Payment for Past Abuses
The bank paying the majority of the settlement is Bank of America, which will be shelling out $11.8 billion. Wells Fargo will pay $5.4 billion, JP Morgan $5.3 billion, Citigroup $2.2 billion, and Ally will pay $310 million. These five banks, collectively, control payments on 55 percent of all outstanding home loans. The deal appeared to be in trouble yesterday as key states like California and New York were poised to withhold support, but those states have apparently overcome their issues with the plan and signed on.
The settlement marks the end of a year-long push by regulators to make banks pay for their abuses. In 2010, the foreclosure process hit a major snag when it was revealed that banks were routinely submitting bogus mortgage documents due, in part, to their practice of "robo-signing" forms in an effort to hasten the foreclosure process.
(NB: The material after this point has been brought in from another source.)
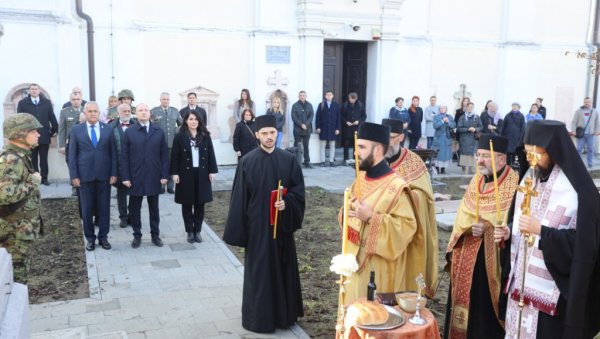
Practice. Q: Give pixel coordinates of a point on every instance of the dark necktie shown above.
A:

"This isn’t just about punishing banks for their irresponsible behavior," Housing and Urban Development Secretary Shaun Donovan said at a Washington news conference. "It’s also about requiring them to help the people they harmed by funding efforts to help homeowners stay in their homes."
Magic Pill for Housing Market?
"No action, no matter how meaningful, is going to by itself entirely heal the housing market," President Obama said in remarks at the White House. "But this settlement is a start."
While initial excitement about the deal appears high, there's serious questions about just how much the $26 billion will really mean to a housing market that has lost nearly one third of its total value over the last five years. This has left 11 million homeowners under water on their mortgages by some $750 billion, making many analysts speculate that the $26 billion settlement will be a drop in the bucket despite more than $20 billion of the settlement going to cutting loan balances for borrowers at risk of foreclosure.
"It is frankly a headline victory for both banks and attorneys general with a modest impact on the housing market," said Joshua Rosner, managing director of investment firm Graham Fisher & Co. Guggenheim Partners analyst Jaret Seiberg echoed this sentiment, stating that "We believe any initial euphoria over the deal will quickly fade as investors realize the flood of additional mortgage-related litigation that the major banks face."
However, scoring a win for homeowners over major banks for suffering home owners carries a certain symbolic importance if nothing else, and many are celebrating the win. "The bottom line about this settlement, is it's okay, it's a step forward, it's a step in the right direction. But let's not kid ourselves, there's a hell of a lot more that needs to be done," said Ira Rheingold, executive director of the National Association of Consumer Advocates. Iowa Attorney General Tom Miller agreed, saying in a news conference that "This agreement has more to help homeowners than anything we've ever seen before."